I'm high as fuck and crying at House. It's the episode where some dude with brain cancer walks again into the arms of his wife. So. Damn. Cheesy. But also, enough to make me cry.
Goddamned emotions. I totally forgot I have a counseling appointment tomorrow. Fail. During that partying binge I kind of forgot that a few weeks ago I was diagnosed as being potentially bi-polar. Apparently, I show signs of cycling, and mania, with occasional depression. Sweet. Whatever, I kind of knew it? I dunno.
I just got side-tracked looking up recipes for bacon mozzarella sandwiches. I made chicken pot pie soup tonight. It was delicious! I have left overs for the rest of the week.

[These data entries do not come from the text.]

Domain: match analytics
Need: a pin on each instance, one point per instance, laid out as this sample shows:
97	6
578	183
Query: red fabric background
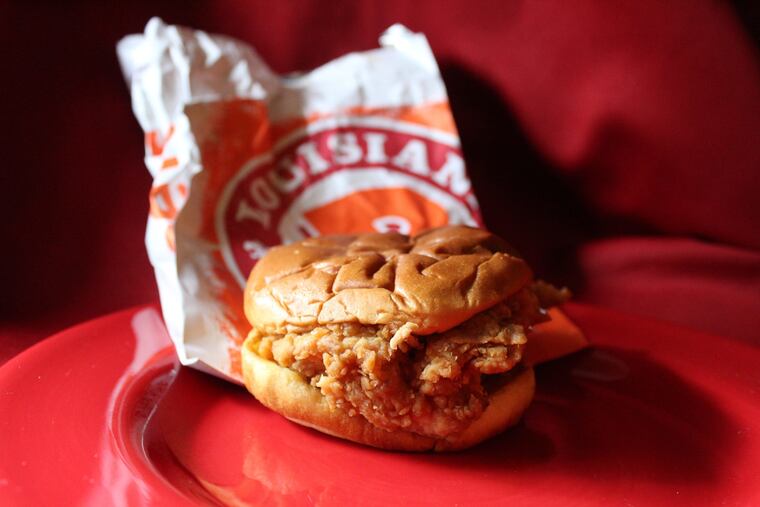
616	144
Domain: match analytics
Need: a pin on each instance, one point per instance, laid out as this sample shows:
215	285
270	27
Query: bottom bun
289	394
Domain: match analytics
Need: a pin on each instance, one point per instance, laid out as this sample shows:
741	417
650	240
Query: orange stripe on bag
155	143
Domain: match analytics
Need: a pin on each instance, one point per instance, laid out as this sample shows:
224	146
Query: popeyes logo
359	176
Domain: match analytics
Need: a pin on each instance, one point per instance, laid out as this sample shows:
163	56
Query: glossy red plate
102	414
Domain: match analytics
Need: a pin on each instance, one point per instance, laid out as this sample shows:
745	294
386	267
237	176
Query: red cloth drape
616	144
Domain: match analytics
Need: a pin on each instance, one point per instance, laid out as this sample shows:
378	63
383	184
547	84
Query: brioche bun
432	282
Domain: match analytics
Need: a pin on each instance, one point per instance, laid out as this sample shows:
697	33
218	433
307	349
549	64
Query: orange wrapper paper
243	159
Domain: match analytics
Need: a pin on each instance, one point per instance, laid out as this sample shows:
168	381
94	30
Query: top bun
435	280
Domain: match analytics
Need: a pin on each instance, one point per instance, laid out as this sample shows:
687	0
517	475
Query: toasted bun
288	393
435	280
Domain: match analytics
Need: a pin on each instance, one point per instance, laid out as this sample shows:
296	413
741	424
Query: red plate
654	415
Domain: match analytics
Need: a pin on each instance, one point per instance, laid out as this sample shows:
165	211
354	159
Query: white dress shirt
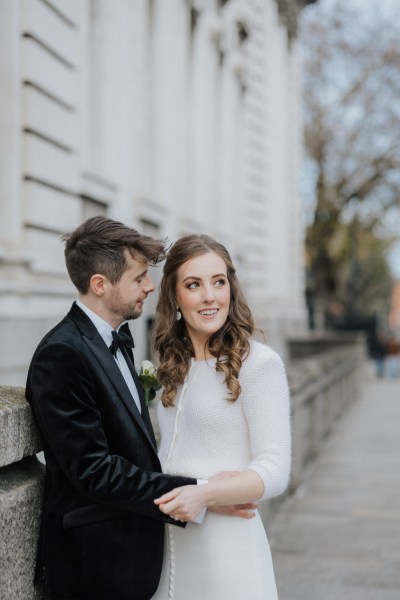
105	330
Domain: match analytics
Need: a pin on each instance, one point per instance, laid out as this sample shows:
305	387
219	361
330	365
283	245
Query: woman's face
203	297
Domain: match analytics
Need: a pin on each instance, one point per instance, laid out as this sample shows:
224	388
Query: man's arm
64	403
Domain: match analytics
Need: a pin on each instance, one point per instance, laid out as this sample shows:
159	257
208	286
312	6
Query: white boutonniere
148	380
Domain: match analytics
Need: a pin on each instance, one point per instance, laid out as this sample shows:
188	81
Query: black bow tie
122	339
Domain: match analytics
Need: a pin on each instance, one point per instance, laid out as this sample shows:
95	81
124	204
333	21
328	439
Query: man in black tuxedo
101	534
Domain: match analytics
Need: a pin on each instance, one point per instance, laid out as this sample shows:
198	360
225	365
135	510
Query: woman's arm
266	407
185	503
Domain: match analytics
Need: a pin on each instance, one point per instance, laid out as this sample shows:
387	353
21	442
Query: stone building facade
174	116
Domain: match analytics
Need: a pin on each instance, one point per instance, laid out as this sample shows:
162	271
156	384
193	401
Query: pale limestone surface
339	535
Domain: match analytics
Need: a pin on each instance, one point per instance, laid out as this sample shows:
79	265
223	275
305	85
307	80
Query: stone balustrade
322	387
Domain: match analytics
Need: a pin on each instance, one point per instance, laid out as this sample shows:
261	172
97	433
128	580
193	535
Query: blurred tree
351	71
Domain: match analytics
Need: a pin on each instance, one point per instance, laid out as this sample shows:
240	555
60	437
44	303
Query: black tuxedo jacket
101	534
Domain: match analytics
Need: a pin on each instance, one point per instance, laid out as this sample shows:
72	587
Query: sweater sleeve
266	406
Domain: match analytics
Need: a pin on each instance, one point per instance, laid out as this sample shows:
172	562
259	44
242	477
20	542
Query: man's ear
98	284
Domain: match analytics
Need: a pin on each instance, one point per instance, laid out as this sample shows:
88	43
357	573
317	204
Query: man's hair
98	246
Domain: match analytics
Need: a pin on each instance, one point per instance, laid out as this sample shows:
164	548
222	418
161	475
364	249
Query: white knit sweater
204	433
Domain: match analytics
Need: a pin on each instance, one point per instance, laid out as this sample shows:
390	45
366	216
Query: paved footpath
338	537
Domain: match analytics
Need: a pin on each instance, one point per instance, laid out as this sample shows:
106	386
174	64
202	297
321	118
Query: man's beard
132	314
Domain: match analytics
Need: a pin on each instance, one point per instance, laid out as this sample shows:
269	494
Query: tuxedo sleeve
62	392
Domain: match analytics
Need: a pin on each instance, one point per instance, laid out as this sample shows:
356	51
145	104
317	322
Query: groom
101	534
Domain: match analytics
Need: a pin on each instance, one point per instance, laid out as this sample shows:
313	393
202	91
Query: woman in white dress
225	408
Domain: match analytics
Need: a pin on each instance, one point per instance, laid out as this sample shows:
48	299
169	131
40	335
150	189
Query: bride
225	408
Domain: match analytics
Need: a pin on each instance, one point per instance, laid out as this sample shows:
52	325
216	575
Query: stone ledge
21	487
19	436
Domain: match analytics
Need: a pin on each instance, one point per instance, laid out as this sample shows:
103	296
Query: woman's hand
184	503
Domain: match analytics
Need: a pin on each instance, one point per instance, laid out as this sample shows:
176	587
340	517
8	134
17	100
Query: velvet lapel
145	410
106	362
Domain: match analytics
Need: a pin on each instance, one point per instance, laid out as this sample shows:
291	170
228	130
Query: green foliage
352	116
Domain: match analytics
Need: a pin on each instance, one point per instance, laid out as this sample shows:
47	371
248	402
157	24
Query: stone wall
322	388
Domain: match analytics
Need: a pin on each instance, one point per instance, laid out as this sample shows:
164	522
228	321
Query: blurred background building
173	116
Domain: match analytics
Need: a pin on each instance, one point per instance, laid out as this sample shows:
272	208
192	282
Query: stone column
21	481
10	120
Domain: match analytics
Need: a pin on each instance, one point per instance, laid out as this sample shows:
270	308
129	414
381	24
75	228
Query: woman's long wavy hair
229	345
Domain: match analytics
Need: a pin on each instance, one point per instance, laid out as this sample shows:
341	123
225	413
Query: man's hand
244	511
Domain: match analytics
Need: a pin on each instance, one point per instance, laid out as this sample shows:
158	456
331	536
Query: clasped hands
186	502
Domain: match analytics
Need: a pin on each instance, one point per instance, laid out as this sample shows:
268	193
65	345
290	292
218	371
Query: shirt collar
104	328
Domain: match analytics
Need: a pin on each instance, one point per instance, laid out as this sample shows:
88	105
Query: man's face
124	299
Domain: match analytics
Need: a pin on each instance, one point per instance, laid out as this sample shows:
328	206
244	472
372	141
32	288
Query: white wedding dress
225	558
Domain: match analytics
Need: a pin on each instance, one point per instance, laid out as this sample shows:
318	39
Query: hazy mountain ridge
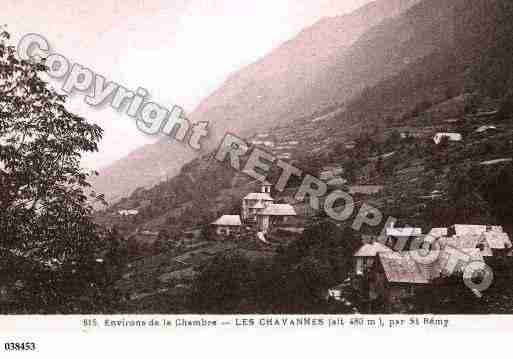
421	98
275	89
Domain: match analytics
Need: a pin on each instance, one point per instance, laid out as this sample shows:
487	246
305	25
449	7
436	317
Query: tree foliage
45	207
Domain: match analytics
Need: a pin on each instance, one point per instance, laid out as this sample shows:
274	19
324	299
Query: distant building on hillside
394	279
365	189
128	212
401	238
273	215
227	225
254	203
364	258
451	136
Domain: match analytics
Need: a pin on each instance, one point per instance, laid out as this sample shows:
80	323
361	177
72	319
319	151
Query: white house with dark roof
451	136
366	255
254	203
274	214
227	225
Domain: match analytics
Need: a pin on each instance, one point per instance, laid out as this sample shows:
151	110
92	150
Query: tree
45	212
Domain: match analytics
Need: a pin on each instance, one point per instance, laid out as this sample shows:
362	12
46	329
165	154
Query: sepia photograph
284	164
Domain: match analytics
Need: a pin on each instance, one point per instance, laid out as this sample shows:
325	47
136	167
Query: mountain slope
276	89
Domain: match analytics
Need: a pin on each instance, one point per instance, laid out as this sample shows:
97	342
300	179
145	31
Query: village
405	171
388	269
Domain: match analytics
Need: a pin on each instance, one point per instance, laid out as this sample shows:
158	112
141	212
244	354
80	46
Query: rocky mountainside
293	81
432	93
458	82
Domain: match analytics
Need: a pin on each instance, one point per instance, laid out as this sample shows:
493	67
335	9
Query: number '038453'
28	346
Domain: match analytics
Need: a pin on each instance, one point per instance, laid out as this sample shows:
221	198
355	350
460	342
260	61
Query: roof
461	229
497	161
372	250
259	196
497	240
402	268
404	232
365	189
258	205
438	232
463	241
486	128
337	181
279	210
228	220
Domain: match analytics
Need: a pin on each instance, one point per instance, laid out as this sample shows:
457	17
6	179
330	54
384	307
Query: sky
179	50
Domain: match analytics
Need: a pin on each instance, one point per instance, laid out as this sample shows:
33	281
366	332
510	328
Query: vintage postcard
301	169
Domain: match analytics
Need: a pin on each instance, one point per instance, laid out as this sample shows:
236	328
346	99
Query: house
350	145
337	182
227	225
465	229
486	128
438	232
401	238
255	203
365	189
274	215
497	161
451	136
498	242
326	175
364	258
395	278
128	212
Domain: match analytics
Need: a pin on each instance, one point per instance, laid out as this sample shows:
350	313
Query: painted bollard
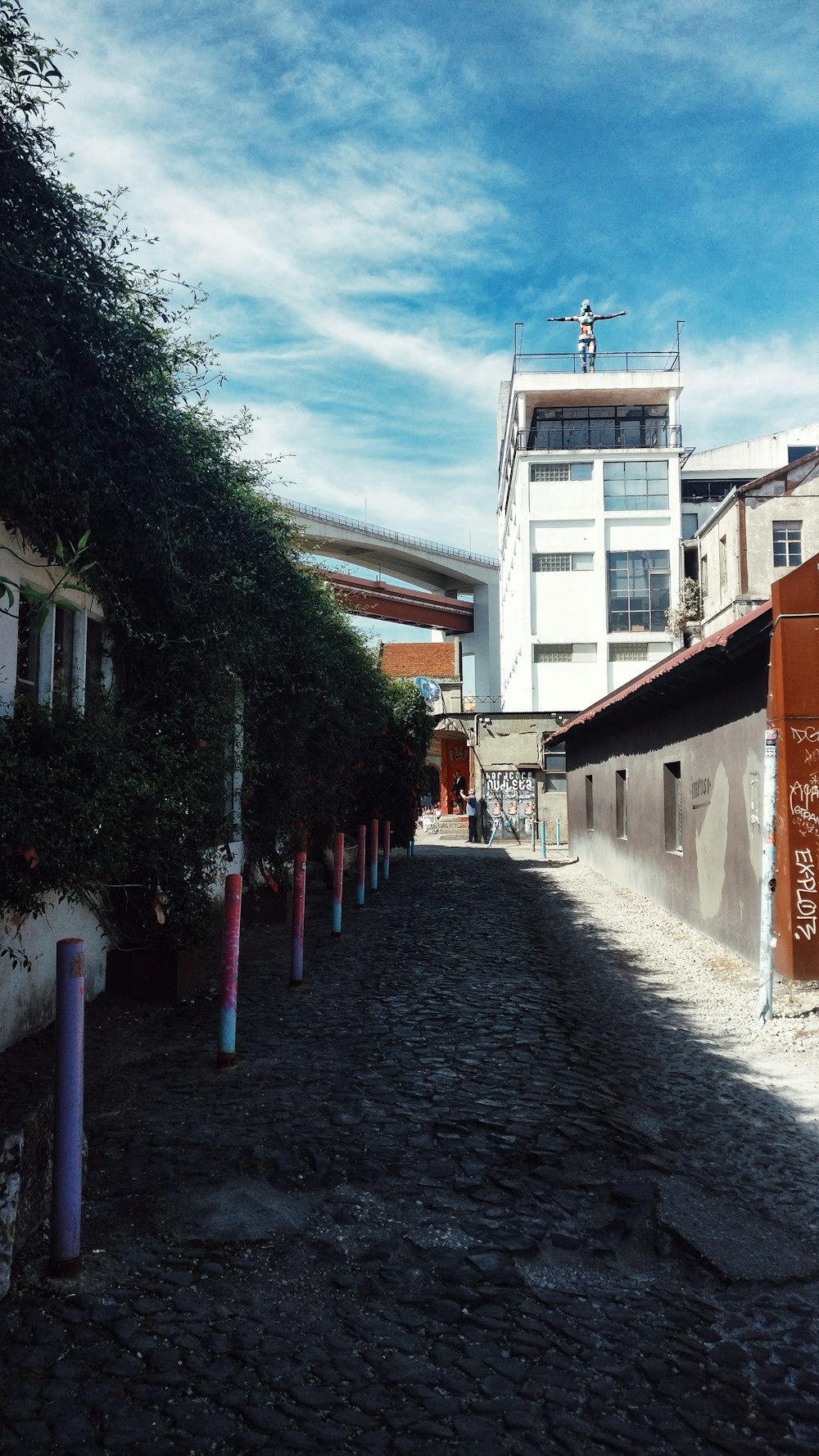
362	866
297	938
67	1177
226	1053
337	881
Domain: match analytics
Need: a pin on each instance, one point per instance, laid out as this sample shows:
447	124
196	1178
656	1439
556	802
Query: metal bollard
226	1053
373	855
337	881
67	1177
362	866
297	939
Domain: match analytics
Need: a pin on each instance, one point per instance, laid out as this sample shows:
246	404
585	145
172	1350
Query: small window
93	660
621	789
787	544
563	561
672	807
566	653
550	472
28	651
63	675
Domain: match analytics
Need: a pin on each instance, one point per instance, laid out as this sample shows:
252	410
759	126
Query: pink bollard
337	881
229	983
362	866
297	941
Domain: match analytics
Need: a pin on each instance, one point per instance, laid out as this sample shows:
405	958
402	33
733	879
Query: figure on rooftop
587	344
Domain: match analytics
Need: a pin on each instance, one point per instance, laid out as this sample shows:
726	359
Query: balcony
631	363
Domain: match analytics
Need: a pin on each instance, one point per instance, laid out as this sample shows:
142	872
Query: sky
372	196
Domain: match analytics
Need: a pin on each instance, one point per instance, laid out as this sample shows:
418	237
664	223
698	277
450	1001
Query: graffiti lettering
805	894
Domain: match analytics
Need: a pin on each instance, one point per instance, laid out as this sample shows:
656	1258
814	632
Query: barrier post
362	866
229	984
297	931
337	881
67	1177
373	855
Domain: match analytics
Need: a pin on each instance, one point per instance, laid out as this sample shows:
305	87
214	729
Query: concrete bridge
442	570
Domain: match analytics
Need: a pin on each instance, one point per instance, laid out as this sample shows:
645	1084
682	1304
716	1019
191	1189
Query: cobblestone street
475	1187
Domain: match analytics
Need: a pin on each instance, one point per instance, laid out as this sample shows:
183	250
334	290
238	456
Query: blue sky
373	194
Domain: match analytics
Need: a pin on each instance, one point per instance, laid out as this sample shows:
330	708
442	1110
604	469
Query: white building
589	518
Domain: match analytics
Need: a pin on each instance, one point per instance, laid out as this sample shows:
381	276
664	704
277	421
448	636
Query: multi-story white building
589	516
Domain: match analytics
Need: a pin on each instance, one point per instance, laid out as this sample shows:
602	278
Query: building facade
589	524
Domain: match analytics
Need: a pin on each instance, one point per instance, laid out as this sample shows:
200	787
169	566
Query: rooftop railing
398	537
627	361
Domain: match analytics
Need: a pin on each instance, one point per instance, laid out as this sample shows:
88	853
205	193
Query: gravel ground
510	1173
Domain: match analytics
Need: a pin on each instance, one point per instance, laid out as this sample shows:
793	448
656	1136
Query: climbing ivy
106	440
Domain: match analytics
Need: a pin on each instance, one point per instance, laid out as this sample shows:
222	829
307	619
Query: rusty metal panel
793	709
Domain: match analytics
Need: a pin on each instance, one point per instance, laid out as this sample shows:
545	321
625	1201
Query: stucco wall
719	743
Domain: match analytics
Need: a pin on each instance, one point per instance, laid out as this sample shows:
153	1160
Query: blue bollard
67	1178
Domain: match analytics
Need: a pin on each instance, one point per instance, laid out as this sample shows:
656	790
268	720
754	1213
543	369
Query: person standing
473	817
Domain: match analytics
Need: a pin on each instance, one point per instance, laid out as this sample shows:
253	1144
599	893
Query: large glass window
636	485
787	544
639	590
600	427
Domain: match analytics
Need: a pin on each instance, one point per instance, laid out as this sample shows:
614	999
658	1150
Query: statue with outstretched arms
587	344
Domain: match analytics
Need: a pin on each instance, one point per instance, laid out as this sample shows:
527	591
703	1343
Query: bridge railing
385	535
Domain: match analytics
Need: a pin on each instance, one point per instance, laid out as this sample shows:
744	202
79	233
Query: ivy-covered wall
106	432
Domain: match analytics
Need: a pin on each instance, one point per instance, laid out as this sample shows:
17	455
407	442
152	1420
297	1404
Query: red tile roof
433	660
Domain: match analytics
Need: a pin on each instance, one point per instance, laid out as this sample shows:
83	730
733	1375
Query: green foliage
106	441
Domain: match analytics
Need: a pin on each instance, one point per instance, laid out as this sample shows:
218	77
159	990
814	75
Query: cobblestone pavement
469	1190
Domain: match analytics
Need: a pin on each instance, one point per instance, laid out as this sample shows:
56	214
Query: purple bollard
362	866
337	881
297	941
226	1053
67	1177
373	855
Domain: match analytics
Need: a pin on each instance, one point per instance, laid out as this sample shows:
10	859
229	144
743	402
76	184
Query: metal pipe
337	879
768	881
67	1177
362	866
373	855
226	1053
297	932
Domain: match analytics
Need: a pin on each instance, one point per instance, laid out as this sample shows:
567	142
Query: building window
563	561
28	651
554	780
787	544
63	670
636	485
621	789
639	584
560	471
600	427
566	653
672	807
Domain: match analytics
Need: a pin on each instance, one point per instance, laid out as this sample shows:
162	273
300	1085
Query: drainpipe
768	883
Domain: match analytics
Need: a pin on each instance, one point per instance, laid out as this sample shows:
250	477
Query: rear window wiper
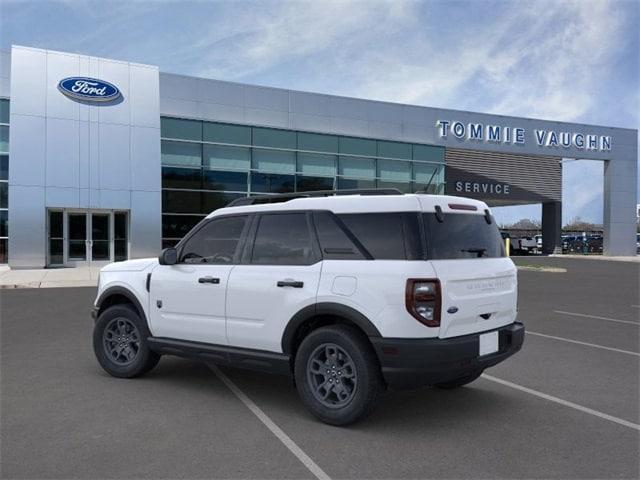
479	251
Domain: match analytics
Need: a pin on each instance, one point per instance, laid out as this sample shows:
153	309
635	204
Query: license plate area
488	343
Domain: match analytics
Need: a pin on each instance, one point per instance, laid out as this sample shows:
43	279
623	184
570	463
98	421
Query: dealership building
103	160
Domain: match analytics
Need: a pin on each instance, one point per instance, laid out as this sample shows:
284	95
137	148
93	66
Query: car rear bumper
411	363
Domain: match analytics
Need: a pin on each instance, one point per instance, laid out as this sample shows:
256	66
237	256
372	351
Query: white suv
348	293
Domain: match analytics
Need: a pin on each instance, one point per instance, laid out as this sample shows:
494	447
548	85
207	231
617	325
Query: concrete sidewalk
50	277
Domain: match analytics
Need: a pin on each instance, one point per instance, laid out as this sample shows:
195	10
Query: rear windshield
462	235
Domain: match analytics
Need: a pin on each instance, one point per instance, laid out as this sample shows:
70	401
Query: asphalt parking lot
566	406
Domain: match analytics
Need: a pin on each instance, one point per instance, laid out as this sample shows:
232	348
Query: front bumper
415	362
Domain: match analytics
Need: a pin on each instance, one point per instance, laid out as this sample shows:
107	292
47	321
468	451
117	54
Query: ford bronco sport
347	292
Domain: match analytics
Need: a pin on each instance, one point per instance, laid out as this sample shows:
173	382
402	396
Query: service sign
88	89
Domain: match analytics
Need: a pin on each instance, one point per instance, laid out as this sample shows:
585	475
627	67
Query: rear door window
462	235
335	242
386	236
283	239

So yeah, counseling tomorrow morning. I guess we'll just talk about how I feel about my potential diagnosis; but what is there to say? I'm scared, I hope that all these medications don't screw up things with my friends again, but I'm really optimistic, so I'm just trying to stick with that.
I've decided I'm going to cut back a little on pot in 2009. I want to buy a Nikon D40, and if I cut down on weed I can get one in a few months.
I MISS MY FRIENDS. FUCK TUNISIA AND SINGAPORE. I haven't really moved off my couch today. Although, I did trek through the snow to Shaw's for groceries. I had no choice, I would have died of starvation. I wanna make bacon right now for some reason? fail. I'm enjoying being lazy and relaxing though, and catching up on my TV.
I want to watch a really good movie that will give me a good cry. Any suggestions?
I forgot anything else I was going to add to this. Oh well. Peace.